Wie er mit seiner bürgerlich-jüdischen Familie in einem Dorf das Wüten der Nazis und ungarischen Pfeilkreuzler überlebte, beschreibt er in seinem 2003 erschienenen autobiografischen Roman „Glück“. Glück war es, dass die Familie Konrád in der Ortschaft Berettyóújfalus, wo damals Tausend Juden lebten, als einzige vollzählig blieb. Keiner der Klassenkameraden überlebte den Holocaust.
Im Realsozialismus durfte Konrád zunächst am Russischen Institut der Universität studieren. Als dieses 1953 in Lenin-Institut umbenannt wurde, war für ihn kein Platz mehr. Erst später konnte er ein Ungarisch-Studium abschließen. Die Karriere als Mitarbeiter der kritischen Zeitschrift Életképek (Lebensbilder) endete schon nach kurzer Zeit mit dem Aufstand von 1956, den Konrád an der Seite einer bewaffneten Studentengruppe erlebte. Obwohl er nun von Gelegenheitsarbeiten leben musste, folgte er seinen Freunden und seiner Schwester Eva nicht in den Westen.
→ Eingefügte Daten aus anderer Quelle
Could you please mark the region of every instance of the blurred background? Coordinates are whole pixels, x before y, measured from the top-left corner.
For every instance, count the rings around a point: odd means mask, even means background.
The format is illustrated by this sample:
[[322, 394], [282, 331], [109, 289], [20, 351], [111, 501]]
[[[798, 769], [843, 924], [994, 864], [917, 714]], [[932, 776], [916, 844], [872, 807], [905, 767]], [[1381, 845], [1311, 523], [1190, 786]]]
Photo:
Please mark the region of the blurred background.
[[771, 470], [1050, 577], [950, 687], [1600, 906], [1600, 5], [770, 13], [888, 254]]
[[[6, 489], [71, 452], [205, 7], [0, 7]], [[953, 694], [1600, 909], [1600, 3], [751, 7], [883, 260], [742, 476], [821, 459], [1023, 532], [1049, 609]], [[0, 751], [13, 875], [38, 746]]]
Eine Anstellung bei der Vormundschaftsbehörde in Budapest lieferte ihm Material für sein Romandebüt „Der Besucher“ (1969) – eine Milieustudie über das Elend, das es im sozialistischen Staat nicht geben durfte. Protagonisten sind Obdachlose, Schwachsinnige und Gewalttäter.
Veröffentlichung kritischer Romane
In den Sechzigern arbeitete Konrád als Lektor und kümmerte sich vorrangig um Werkausgaben russischer Klassiker. Im sich damals entwickelnden intellektuellen Milieu fand er eine geistige Heimat, die ihm auch eine Zusammenarbeit mit anderen Autoren ermöglichte. Die Veröffentlichung kritischer Romane und soziologischer Studien blieb trotz Schikanen durch die Politische Polizei ohne Konsequenzen.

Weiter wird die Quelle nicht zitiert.